It won't be sharks at all, through those roving predators occasionally do make their way into the brackish waters of the Chesapeake and its tributaries. Instead, it will be the annual influx of cownose and blunt-nose rays, graceful brown nuisance fish that delight in foraging through carefully planted oyster beds.
People mistake rays for sharks because when the big bat-winged fish feed and cavort in the shoals their wing tips break the surface, like sharks' black fins. Not to worry. Rays pose little threat to swimmers. But they do drive oystermen up the wall.
The rays began arriving in the Bay two weeks ago, completing ocean voyages from as far away as Central America.
In the deep sea they travel in schools of thousands, eating only enough to keep going. Once here they break up into smaller schools, head for the fertile shallows and grind shellfist to streads with their vise-like jaws.
The female bear pups almost immediately after arriving. The young spring fully mobile from the mother, 12 to 14 inches from tip to tip at birth. Then the females seek out the males for mating to start the procedure all over again.

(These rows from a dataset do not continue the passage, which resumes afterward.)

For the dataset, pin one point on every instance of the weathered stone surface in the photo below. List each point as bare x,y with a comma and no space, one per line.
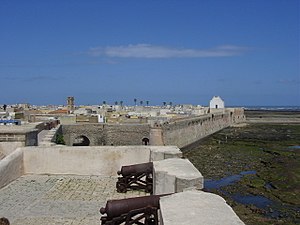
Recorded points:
164,152
11,167
37,199
107,134
83,160
175,175
196,207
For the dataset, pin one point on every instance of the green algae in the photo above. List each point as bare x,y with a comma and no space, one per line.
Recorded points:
264,148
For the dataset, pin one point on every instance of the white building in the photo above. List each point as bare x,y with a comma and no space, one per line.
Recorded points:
216,103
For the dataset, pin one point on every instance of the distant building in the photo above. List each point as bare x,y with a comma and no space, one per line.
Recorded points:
216,103
70,103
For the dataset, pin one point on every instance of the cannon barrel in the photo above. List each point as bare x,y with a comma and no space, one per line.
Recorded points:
136,169
115,208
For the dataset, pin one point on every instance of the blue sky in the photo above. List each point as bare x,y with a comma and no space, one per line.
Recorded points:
185,51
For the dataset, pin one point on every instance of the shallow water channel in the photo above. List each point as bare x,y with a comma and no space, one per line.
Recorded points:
256,200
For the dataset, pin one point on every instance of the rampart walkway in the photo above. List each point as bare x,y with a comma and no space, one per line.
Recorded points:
43,199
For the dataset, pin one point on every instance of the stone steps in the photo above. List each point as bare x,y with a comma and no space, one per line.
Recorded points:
47,138
2,155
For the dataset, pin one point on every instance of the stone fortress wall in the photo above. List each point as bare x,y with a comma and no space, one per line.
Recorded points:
187,131
181,132
171,174
107,134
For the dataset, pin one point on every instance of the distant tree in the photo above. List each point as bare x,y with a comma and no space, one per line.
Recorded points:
60,139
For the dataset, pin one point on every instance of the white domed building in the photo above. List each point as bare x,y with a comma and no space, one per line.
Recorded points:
216,103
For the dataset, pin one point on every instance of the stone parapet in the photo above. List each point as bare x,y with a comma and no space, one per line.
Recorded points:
175,175
11,167
196,207
164,152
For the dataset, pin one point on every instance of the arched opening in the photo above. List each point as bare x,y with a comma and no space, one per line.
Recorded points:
81,141
145,141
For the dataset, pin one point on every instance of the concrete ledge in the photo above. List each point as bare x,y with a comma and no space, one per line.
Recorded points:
175,175
101,161
196,207
164,152
11,167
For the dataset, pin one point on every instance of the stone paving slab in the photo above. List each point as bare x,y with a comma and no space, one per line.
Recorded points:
58,199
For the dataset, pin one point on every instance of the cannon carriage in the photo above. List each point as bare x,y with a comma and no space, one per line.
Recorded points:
138,210
138,176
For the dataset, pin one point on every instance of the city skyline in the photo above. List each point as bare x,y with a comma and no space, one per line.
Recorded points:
184,52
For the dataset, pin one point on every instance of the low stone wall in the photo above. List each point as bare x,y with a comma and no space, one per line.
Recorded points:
196,207
184,132
101,160
107,134
9,147
178,175
175,175
11,167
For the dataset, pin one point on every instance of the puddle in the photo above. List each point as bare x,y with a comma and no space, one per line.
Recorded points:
257,200
216,184
294,147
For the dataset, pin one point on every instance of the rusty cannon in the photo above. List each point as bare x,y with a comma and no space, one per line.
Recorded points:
136,177
138,210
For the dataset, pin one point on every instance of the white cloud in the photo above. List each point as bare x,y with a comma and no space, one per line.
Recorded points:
151,51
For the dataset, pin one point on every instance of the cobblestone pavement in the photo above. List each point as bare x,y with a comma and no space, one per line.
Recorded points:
55,199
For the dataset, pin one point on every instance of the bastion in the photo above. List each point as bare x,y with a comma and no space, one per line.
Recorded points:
68,185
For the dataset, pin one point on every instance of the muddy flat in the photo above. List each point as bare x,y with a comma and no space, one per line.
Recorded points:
256,168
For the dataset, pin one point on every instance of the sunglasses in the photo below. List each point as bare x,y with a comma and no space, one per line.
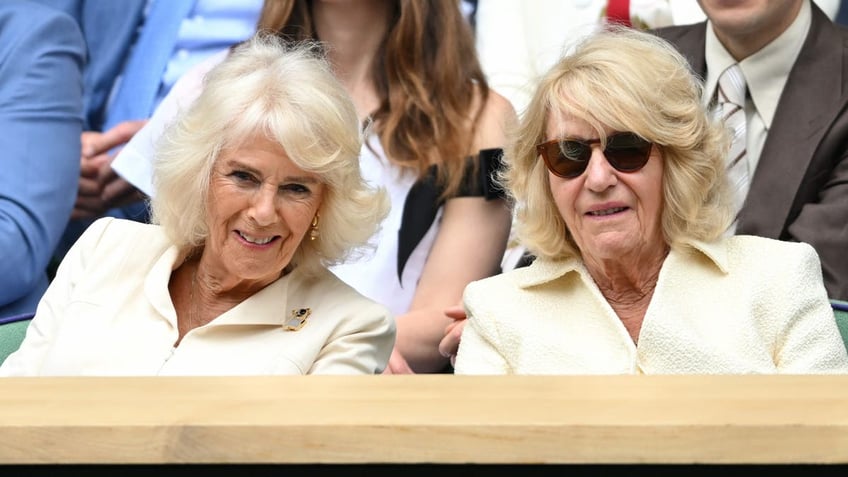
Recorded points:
568,158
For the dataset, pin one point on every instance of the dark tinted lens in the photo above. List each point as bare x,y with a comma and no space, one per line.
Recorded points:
627,152
566,158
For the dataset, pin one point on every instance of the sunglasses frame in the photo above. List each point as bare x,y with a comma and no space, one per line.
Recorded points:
610,152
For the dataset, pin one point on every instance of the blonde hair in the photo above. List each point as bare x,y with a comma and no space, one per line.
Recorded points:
289,93
626,80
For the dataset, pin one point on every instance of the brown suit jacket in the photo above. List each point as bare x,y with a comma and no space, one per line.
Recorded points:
799,191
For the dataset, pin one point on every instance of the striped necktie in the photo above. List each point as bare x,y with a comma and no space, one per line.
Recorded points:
731,106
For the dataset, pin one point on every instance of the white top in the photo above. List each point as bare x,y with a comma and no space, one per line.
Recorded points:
375,275
108,312
742,305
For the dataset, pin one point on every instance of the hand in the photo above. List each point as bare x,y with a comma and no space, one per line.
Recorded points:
397,364
453,333
100,188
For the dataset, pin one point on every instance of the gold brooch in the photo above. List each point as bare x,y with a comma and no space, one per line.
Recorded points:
297,319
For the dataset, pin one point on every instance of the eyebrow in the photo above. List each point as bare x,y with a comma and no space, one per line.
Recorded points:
235,163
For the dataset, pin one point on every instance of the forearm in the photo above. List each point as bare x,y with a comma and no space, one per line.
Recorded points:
418,335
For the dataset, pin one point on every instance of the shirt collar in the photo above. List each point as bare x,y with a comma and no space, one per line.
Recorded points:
765,71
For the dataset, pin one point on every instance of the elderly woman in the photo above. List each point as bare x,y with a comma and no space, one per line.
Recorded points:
259,190
618,180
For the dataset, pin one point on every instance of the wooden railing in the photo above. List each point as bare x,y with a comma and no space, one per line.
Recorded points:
425,419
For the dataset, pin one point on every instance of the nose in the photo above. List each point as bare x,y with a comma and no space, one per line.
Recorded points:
600,175
263,207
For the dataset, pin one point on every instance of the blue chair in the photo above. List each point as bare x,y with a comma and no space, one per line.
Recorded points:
12,331
840,309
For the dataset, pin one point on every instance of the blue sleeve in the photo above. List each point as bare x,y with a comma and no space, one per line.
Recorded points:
42,54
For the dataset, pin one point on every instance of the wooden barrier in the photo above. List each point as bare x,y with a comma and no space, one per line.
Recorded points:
441,419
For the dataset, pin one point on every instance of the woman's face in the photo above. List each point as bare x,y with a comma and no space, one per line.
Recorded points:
260,207
609,213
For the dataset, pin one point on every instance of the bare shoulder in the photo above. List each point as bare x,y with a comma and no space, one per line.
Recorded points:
497,117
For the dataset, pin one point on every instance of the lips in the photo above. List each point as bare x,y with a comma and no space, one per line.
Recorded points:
255,240
603,212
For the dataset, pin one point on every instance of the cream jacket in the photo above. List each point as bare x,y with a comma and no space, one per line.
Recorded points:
108,312
742,305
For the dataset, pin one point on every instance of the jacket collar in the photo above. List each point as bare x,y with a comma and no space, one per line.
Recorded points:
544,270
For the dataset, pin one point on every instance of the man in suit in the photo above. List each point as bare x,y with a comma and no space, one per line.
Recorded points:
795,62
42,55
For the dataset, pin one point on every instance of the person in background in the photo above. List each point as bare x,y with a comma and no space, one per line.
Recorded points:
794,185
518,41
42,55
618,180
259,190
412,71
137,49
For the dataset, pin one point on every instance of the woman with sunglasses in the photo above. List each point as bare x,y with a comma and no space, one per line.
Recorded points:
618,180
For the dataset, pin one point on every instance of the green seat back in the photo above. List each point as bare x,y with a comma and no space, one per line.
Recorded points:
840,309
11,335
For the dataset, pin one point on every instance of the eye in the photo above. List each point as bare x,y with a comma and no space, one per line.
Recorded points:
243,176
295,188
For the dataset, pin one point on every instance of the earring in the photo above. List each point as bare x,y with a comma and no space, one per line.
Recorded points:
313,232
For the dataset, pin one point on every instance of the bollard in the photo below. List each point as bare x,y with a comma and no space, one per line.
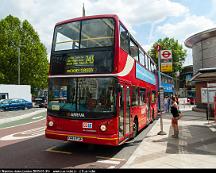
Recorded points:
161,126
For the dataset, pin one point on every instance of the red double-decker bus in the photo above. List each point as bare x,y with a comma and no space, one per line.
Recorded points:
102,85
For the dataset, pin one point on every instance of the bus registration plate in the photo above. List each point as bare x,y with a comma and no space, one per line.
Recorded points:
75,138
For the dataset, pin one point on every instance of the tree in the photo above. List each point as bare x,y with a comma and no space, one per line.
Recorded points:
33,55
178,53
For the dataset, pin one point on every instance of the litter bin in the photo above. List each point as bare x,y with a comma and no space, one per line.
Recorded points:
210,112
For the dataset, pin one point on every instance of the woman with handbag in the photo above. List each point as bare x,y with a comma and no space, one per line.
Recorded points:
176,116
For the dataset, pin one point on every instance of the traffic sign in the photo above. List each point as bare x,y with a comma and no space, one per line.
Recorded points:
166,54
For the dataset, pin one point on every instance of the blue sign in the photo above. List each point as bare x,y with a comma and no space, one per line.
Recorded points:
168,88
145,75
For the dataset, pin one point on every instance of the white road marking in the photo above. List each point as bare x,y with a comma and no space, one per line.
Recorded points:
34,118
212,129
109,162
52,150
24,135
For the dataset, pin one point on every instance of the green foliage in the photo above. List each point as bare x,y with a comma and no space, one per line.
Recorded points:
33,55
178,53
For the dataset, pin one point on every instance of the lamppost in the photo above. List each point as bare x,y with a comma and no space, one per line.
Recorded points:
18,49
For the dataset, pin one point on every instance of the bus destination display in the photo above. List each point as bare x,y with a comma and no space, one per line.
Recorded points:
80,64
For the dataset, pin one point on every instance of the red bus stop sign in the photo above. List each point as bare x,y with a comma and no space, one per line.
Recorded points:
158,47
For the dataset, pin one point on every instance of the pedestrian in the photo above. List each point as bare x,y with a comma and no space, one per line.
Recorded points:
177,100
176,116
169,101
166,104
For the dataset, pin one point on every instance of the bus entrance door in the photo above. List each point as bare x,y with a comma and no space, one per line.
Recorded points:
148,106
124,112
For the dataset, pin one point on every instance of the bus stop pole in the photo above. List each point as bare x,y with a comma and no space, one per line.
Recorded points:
160,94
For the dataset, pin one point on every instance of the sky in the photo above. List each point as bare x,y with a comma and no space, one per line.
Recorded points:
147,20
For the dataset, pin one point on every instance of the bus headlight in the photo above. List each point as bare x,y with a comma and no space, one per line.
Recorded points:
103,128
51,123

The adult fish, ranging from 14 to 45 pounds are famished after the long migration and feed voraviously all summer.
"It's like an all-you-can-eat special," said Dr. John Merriner, head ichthyologist at VIMS. "When they find an available food source they gorge themselves, in the habit of most fishes. You've seen them tearing up the flats. They mine the bottom for clams, oysters, scallops and the crustaceans.
"It's worst when they hit a bed that a seed oysterman has planted. He's like a farmer. He planted his crop and he plans to harvest it. The rays are like locusts to him."
Merriner has been trying in recent years to interest the seafood industry in rays. He is still optimistic, but the Fulton Fish Market isn't exactly breaking the door down.
"We've shown it's edible," Merriner said."In fact, we've shown it's quite good. It's just a matter of public education." The public hasn't responded.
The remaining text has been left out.